Aku tidak ingin pulang ke kota yang sama denganmu. Aku tak mau menatap matamu terlalu lama dan terjebak dalam keheningan yang mencekam. Aku tidak ingin terlalu sering bersamamu dalam keadaan lidah yang kelu. Aku lebih suka berada jauh darimu, mencipta rindu, dan terus terpaku pada layar ponsel mengarap kau berkata mengharap ku untuk segera kembali. Aku tak bisa membeku duduk disebelahmu, aku lebih suka kita berjalan masing – masing namun tetap saling berkirim pesan. Aku tak masalah begitu. Soal jarak tak pernah menjadi hal yang memberatkan kala aku menyimpanmu dalam hati. Aku percaya kamu dalam diam meski aku tak tahu kau akan berkeliaran dengan siapa disana. Aku mengerti sepenuhnya bahwa itu adalah hakmu. Logikaku terus berjalan meski membunuh hati, namun aku nikmati saja soal rindu karena jarak yang membentang diantara kita.

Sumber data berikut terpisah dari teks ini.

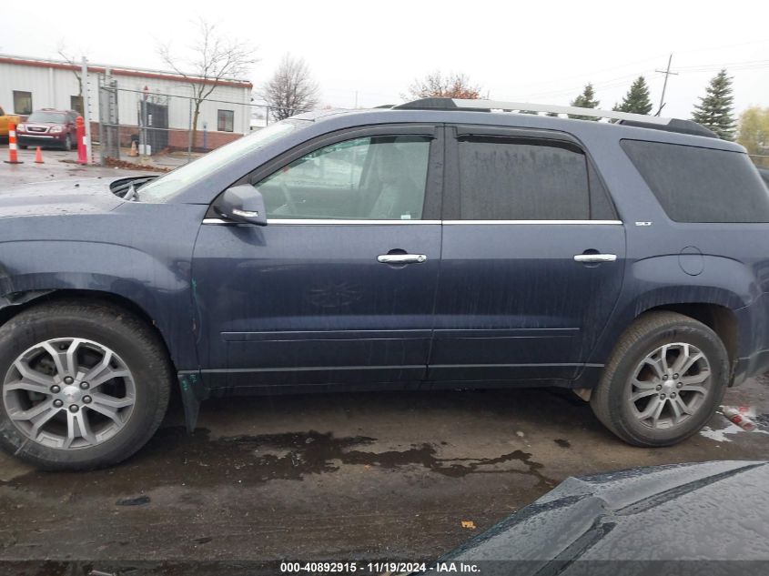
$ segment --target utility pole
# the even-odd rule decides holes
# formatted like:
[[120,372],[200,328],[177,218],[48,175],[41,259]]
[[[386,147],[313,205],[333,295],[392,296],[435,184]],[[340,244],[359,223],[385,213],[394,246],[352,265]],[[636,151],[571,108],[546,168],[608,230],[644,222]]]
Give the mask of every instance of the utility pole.
[[660,113],[663,111],[663,108],[665,106],[665,90],[668,87],[668,76],[671,76],[671,75],[673,75],[674,76],[678,76],[678,72],[671,72],[670,71],[671,62],[673,62],[673,55],[672,54],[670,55],[670,57],[668,58],[668,67],[667,67],[667,69],[665,69],[665,70],[654,70],[654,72],[659,72],[660,74],[665,75],[665,81],[663,84],[663,96],[660,98],[660,107],[657,110],[657,114],[655,114],[654,116],[660,116]]
[[[78,142],[77,146],[86,147],[86,164],[93,164],[91,150],[91,90],[88,86],[88,61],[83,56],[80,68],[80,90],[83,93],[83,120],[86,123],[86,142]],[[99,143],[104,146],[104,143]]]

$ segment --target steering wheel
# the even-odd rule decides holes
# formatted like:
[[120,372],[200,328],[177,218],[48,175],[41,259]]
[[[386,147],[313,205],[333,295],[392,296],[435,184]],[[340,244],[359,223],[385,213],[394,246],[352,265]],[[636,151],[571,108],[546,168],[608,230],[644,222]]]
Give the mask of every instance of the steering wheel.
[[283,197],[286,198],[286,207],[291,212],[291,214],[297,214],[297,203],[294,200],[294,197],[291,196],[291,191],[288,189],[288,187],[286,186],[285,182],[280,182],[278,185],[280,191],[283,193]]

Waktu memaksaku untuk pulang dan bertemu denganmu. Aku tau ini akan menjadi perkara yang berat untuk ku jalani. Setiap saat harus melihatmu, baik saat kau sedih karena yang menyakitimu ataupun saat kau bahagia karena yang lainnya. Aku kerap kali memohon izin kepada Tuhan bahwa aku ingin menyimpan perasaanku saja, menyimpanmu dalam hati, meski kerap kali tersakiti.


Kalau saja aku bisa bernegosiasi dengan Tuhan, ingin aku bisa menghapus segala rasa luka dihatimu, dan bisa menjadi alasan bahagiamu.